A ja nie rozumiem tej mody... - czyli o takich tam kilku filmikach
Witajcie! Pamiętacie jeszcze wrzawę jaka rozpętała się po tym filmiku?
Oj tak, to był w swoim czasie przebój... Niektórzy uznali tego chłopaka za mesjasza, inni za człowieka, który niczym Jack Sully przyszedł uratować naszą biedną ziemię, inni zaś za Smugglera eee... to ostatnie odpuśćmy. Tak czy inaczej tekst stał się popularny w tak zwanych internetach, że szok! W swoim czasie tekst "jestem hardkorem" na wykopie równał się popularnością z teraźniejszym numerem jeden tj. "Wiecie co z nim zrobić!".
Interes zwietrzyła rozmaita komercja. W sezonie letnim rekordy popularności biły czarne koszulki z nadruczkiem "jestem hardkorem". Wiecie chyba o jakie chodzi? Mimo, że kumple sami mi sprawili taką z nadruczkiem "nie jestem z Warszawy" to mimo to nie lubię tych koszulek, niestety...
Zaś oczywiście z samego rdzenia opowieści wzięto całą masę fatalnych wręcz przeróbek, które do dziś śmiecą internet
Oho, kolejne... Pojawiła się moda na to mniej więcej wtedy co na "jestem hardkorem". I - powiedzmy sobie szczerze, też zapanowała na to moda. Jeżeli jesteście kibicami i tak jak ja chodzicie dość często na mecze ulubionej drużyny to przyznacie szczerze, że nie takie kwasy lecą nieraz na meczach . Jednak właśnie ten tekst wypowiedziany przez jakiegoś fana Unii Tczew stał się tak popularny w internecie.
http://www.youtube.com/watch?v=YTc5DIG7ie4
No i dość świeży filmik dopiero niedawno znaleziony przeze mnie...
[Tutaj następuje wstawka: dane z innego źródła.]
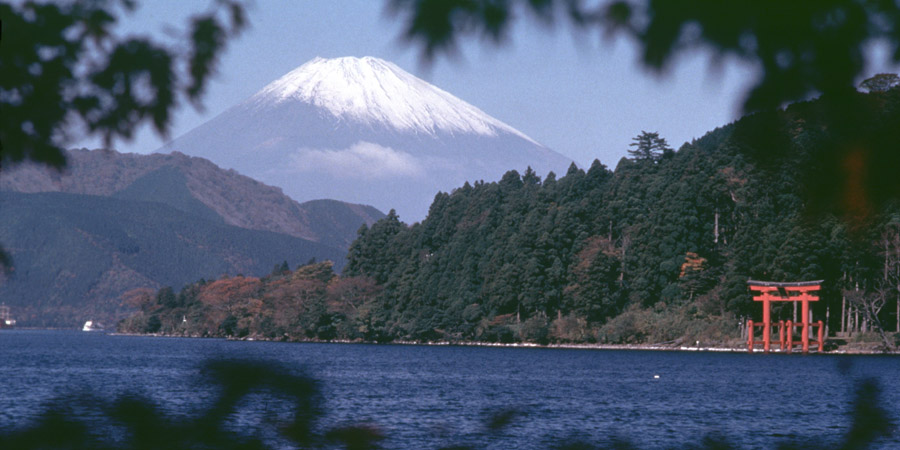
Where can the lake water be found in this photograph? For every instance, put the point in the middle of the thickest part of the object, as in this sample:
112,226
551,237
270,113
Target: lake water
427,397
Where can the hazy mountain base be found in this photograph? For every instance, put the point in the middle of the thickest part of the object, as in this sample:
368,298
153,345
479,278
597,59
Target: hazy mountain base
658,251
75,255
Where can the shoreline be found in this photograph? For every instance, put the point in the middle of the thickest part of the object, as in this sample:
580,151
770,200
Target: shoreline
862,350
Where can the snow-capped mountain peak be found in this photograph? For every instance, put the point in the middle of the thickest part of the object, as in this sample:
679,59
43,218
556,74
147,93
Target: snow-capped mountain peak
373,91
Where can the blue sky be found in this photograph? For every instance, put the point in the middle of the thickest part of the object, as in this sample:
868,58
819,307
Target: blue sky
576,93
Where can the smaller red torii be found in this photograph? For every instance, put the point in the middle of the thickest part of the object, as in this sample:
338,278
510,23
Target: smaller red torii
771,291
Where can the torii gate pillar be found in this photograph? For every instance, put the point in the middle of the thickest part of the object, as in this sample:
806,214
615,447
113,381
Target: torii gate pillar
770,291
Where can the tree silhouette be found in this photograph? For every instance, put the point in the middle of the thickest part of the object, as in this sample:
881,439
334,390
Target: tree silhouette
648,147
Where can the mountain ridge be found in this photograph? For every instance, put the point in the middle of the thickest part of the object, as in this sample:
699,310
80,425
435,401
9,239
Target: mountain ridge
239,200
387,139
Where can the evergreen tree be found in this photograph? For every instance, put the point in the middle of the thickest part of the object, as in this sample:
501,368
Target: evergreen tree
648,147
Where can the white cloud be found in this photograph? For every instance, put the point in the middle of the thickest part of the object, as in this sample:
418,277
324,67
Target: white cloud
362,160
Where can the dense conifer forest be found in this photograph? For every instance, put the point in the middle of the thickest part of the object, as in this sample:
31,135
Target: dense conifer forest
657,250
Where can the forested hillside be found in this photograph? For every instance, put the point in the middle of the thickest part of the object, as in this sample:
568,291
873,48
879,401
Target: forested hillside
658,250
75,255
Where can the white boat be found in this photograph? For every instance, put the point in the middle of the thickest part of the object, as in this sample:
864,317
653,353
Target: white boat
91,326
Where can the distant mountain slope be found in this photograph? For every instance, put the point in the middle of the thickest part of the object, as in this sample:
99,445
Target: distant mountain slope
75,255
363,130
193,185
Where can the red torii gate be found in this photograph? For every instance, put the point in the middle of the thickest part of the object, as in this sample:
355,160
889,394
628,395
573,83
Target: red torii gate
771,291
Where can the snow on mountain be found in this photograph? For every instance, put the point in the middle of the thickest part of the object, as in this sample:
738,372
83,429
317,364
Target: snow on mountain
363,130
373,91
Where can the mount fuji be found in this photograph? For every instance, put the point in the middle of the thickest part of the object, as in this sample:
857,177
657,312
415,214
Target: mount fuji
363,130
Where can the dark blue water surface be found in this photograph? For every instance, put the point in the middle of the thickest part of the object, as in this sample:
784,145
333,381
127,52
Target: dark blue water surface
432,396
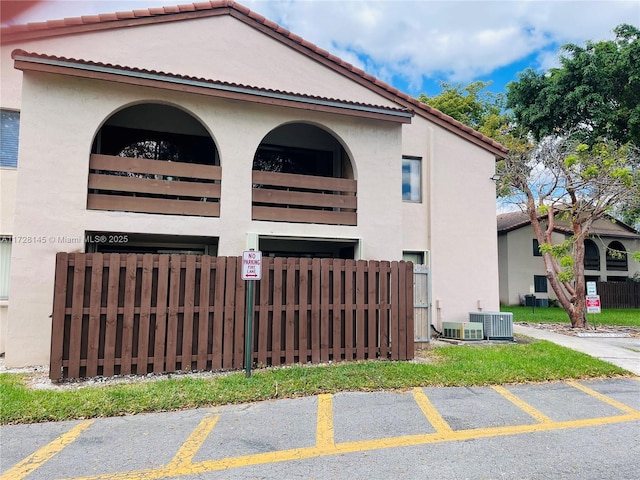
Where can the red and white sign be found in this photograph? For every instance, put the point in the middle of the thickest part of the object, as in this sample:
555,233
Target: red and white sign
593,303
251,265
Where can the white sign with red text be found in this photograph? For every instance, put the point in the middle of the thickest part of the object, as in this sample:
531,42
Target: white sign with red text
251,265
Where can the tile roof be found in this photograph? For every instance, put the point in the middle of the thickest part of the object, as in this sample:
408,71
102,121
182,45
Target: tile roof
69,26
233,90
514,220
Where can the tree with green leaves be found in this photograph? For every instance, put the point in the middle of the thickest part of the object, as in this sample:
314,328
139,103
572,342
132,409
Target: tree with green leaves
561,180
594,92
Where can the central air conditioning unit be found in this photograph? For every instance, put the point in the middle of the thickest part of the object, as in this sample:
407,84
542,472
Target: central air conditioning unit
462,330
497,325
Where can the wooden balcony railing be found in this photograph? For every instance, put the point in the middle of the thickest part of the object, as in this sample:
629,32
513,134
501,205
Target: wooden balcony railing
285,197
153,186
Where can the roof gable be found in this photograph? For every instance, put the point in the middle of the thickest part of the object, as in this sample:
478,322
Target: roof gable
141,77
72,26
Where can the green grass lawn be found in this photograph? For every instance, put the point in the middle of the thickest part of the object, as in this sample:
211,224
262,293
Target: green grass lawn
620,317
444,366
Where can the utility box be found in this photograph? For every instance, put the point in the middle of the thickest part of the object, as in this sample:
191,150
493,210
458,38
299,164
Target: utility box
497,325
462,330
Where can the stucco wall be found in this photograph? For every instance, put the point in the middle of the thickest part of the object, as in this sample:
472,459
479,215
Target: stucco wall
463,228
455,220
60,116
8,181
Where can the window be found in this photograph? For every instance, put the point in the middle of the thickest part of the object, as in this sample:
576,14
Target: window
411,179
617,257
9,132
540,284
5,264
591,255
115,242
536,248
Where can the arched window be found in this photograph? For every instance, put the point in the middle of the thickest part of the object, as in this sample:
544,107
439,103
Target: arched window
591,255
616,257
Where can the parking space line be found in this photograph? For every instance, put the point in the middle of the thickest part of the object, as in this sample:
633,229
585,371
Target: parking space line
191,446
603,398
324,432
433,416
38,458
522,405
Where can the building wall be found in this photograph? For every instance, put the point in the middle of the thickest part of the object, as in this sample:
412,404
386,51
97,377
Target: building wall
462,231
8,181
180,47
455,221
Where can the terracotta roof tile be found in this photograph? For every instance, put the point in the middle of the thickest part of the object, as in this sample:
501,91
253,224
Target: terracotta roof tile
58,27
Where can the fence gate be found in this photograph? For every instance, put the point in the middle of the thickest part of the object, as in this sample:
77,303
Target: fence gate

Ale po co to pokazuję? Bowiem smutny jest fakt, jeżeli z fajnych, choć na dłuższą metę nudnych filmików robi się nędzną papkę w postaci setek przeróbek, jakichś koszulek czy też setek razy powtarzanych tych samych tekstów. Wybaczcie, ale tekst o certyfikatach dawno mi się przejadł.
A może to tylko moje zdanie? Może tak naprawdę jest to fajne?